Marchaban por la carretera conversando de las excentricidades de Tocho, ten con ten en sus cabalgaduras, ella pequeñita en un caballón prieto y él grandulón en un caballito criollo retinto, mas al apartar por el camino de herradura de Piñuelas, doña Lucrecia tomó la delantera; vestía pantalón gris caído sobre la bota baja, blusón suelto, sombrero de panamá y guantes y fusta del color del pañuelo amarillo trigo que llevaba anudado al cuello, y tras ella, siguiéndola, enfiló don Félix, sombrero tejano, espuelas, pistolas y su inseparable chicote en la muñeca, reloj de pulsera como decía él, cuando daba las horas de trabajo en las espaldas desnudas de los peones.

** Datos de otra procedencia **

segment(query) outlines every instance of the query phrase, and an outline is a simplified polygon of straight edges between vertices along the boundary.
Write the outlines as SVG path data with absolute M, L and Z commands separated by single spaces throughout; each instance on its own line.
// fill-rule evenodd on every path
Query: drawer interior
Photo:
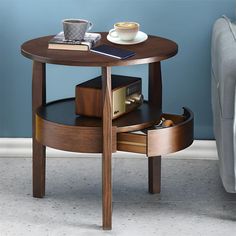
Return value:
M 171 120 L 172 126 L 163 127 L 161 120 Z M 182 115 L 162 114 L 157 125 L 139 132 L 118 133 L 117 150 L 160 156 L 182 150 L 193 142 L 193 113 L 183 108 Z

Vadearon un río transparente que corría sobre panecitos de piedras redondas, marchando por en medio un buen rato, el gusto de oír chapotear los caballos a paso de ganso, hasta salir a un playón en que el agua se arrinconaba para que todo el río se arrodillara en aquella curva a besar los helechos de fuego que caían de las peñas de tierra morada en lluvias de chispas, y del playón llegaron, por el mismo camino que se cubría de hojarasca quebradiza, entre barrancas lechosas de neblinas bajas, a lo espeso de un bosque lloroso de trementinas, ratos con ojos de cielo y ratos cegado por los matorrales que bajaban, como párpados de pesadas pestañas, a encortinar sus perspectivas.

—Aquí será el
pic-nic
… —detuvo su caballo doña Lucrecia, al tiempo de volver la cabeza tratando de que la oyera su acompañante, luego añadió—: ¿Qué horas tiene exactamente?… No es cosa que hayamos llegado tarde…

—Van a ser las nueve… —contestó don Félix, después de consultar su cronómetro, relojón que marcaba el tiempo lejos de la vida, como si fueran todavía horas antiguas, aislado, sepultado bajo cuatro tapas de oro profundo.